A la gente le suele gustar esta facilidad mía para olvidarme de nombres y caras. Me pasó el otro día con el chico aquel de la bomber, en una espera administrativa cerca de Franco Rodríguez, la forma de quitarse las gafas de sol, de observarme, de volver a presentarse, como si pudiera acostarse conmigo una y otra vez siendo siempre la primera, morbo programado a base de amnesia.
Exhibo con indolencia la maldita cualidad, acordándome en ocasiones de mi abuelo y su retaíla de frases salvavidas: hola qué tal, cómo va la mujer, en qué trabajan los hijos, qué tiempos aquellos, a ver si nos vemos. Cuando logré asumir que no se trataba de una falta voluntaria, decidí ir con ello por delante, y desde entonces a ese hola linda, soy, yo respondo un tranquilo, me abré olvidado mañana. Supongo que lo aceptan como parte de un paquete de excentricidades: estudia Historia, se cree hippie, es de izquierdas (la pobre), se le olvida que te conoce.
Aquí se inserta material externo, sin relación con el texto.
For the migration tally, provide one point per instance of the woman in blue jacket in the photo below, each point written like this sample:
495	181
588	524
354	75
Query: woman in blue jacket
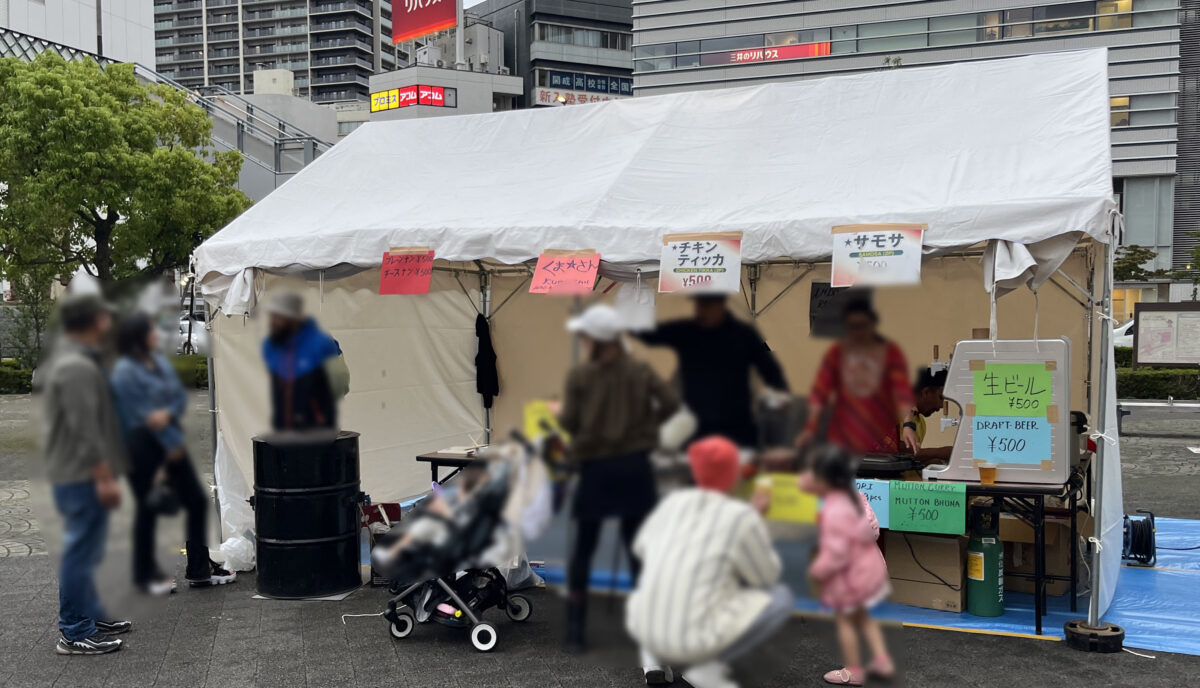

No deja de ser curiosa esa fascinación extraña por no ser recordado. Es la curiosidad del ego insatisfecho, el superhombre diluído en soda, la vanidad arrastrándose de rodillas para preguntar por qué, qué condición incumplida es la que le ha impedido permanecer en mi memoria. La triste espiral del exilio.
Mientras tanto, trato de vivir con ello. Me gusta jugar a que lo acepto, a que me hace gracia, a que para mí también son excentricidades. Empecé-la-segunda-carrera-porque-me-aburría, y esas cosas. En ocasiones es útil. Más allá del pragmatismo barato, sin embargo, queda la duda. Eso, y el miedo a que un día me pregunten hola-nos-conocemos y yo no sepa qué responder.